The idea that he, him and his should go both ways caught on and was widely adopted. But how, you might ask, did people refer to an anybody before then? This will surprise a few purists, but for centuries the universal pronoun was they. Writers as far back as Chaucer used it for singular and plural, masculine and feminine. Nobody seemed to mind that they, them and their were officially plural. As Merriam-Webster’s Dictionary of English Usage explains, writers were comfortable using they with an indefinite pronoun like everybody because it suggested a sexless plural...

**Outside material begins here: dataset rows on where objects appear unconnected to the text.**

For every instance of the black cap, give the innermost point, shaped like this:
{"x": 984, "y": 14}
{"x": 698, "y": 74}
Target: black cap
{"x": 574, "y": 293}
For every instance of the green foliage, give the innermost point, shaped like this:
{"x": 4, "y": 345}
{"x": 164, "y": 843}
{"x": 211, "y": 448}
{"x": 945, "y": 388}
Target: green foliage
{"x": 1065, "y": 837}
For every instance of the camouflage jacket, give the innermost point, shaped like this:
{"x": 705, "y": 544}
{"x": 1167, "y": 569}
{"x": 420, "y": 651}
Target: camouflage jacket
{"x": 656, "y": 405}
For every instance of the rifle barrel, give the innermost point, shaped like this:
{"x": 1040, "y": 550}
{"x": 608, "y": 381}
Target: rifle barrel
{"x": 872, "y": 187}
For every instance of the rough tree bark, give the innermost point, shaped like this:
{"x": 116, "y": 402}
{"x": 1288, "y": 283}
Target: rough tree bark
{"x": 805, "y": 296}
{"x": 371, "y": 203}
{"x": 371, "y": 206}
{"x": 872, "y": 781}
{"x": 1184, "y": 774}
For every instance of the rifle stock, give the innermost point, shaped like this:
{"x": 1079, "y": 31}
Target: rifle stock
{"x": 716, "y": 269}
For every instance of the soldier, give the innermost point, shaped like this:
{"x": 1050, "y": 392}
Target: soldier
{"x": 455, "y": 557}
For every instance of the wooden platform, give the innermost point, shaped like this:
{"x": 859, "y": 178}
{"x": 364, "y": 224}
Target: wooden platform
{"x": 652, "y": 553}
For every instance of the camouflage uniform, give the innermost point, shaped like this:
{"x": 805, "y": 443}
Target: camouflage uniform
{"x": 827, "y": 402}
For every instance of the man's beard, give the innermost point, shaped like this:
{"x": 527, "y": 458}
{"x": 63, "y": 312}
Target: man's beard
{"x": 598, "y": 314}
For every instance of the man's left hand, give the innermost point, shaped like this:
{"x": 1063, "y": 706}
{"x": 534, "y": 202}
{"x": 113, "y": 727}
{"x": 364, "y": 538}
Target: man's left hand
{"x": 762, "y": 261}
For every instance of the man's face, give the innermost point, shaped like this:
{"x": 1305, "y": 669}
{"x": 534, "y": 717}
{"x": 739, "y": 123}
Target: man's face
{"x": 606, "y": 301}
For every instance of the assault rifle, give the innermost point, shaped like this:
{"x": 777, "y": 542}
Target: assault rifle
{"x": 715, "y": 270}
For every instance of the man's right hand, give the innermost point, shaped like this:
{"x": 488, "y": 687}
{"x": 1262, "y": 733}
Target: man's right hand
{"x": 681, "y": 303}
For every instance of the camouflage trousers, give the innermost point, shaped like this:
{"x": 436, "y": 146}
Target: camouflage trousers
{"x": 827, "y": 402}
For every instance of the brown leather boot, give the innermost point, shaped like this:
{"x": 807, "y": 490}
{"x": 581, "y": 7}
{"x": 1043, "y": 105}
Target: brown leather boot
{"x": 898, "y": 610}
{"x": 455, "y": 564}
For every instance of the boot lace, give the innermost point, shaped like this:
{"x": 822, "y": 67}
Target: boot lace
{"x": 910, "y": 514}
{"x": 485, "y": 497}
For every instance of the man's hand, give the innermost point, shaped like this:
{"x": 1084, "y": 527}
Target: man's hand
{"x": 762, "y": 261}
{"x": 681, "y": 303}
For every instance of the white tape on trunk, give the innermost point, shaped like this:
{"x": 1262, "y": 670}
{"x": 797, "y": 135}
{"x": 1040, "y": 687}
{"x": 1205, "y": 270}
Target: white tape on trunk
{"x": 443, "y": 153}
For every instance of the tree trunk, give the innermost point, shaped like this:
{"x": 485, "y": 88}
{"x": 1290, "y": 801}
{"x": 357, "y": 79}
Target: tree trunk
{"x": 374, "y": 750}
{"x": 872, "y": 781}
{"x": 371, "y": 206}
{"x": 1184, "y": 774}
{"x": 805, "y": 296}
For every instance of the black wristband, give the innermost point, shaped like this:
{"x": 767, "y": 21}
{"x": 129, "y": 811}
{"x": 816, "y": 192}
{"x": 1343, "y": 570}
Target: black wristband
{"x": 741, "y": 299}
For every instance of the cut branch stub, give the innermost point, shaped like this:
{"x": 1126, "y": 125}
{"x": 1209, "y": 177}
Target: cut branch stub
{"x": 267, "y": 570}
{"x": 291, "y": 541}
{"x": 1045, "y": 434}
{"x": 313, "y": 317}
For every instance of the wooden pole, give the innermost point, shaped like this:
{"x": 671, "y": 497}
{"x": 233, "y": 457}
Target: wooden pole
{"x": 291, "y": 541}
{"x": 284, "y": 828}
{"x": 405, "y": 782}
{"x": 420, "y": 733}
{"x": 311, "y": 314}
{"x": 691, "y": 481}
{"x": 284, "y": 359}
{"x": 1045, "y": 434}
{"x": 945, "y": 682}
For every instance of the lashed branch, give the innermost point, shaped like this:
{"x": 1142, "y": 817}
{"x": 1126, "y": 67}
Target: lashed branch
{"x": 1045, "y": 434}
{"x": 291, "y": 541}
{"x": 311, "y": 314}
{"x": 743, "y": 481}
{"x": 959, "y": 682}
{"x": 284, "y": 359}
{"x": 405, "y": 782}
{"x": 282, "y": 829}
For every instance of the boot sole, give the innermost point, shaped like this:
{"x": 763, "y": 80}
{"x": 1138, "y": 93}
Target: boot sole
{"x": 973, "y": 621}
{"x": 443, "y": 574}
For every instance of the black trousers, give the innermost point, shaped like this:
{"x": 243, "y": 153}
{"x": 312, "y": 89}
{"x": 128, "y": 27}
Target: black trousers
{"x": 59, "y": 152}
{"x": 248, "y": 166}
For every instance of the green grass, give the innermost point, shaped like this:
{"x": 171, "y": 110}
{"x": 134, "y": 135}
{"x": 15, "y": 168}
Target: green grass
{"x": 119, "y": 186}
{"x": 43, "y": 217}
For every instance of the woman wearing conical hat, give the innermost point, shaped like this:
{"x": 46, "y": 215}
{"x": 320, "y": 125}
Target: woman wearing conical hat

Meanwhile, many great writers — Byron, Austen, Thackeray, Eliot, Dickens, Trollope and more — continued to use they and company as singulars, never mind the grammarians. In fact, so many people now use they in the old singular way that dictionaries and usage guides are taking a critical look at the prohibition against it. R. W. Burchfield, editor of The New Fowler’s Modern English Usage, has written that it’s only a matter of time before this practice becomes standard English: “The process now seems irreversible.” Merriam-Webster’s Collegiate Dictionary (11th ed.) already finds the singular they acceptable “even in literary and formal contexts,” but the Usage Panel of The American Heritage Dictionary of the English Language (4th ed.) isn’t there yet.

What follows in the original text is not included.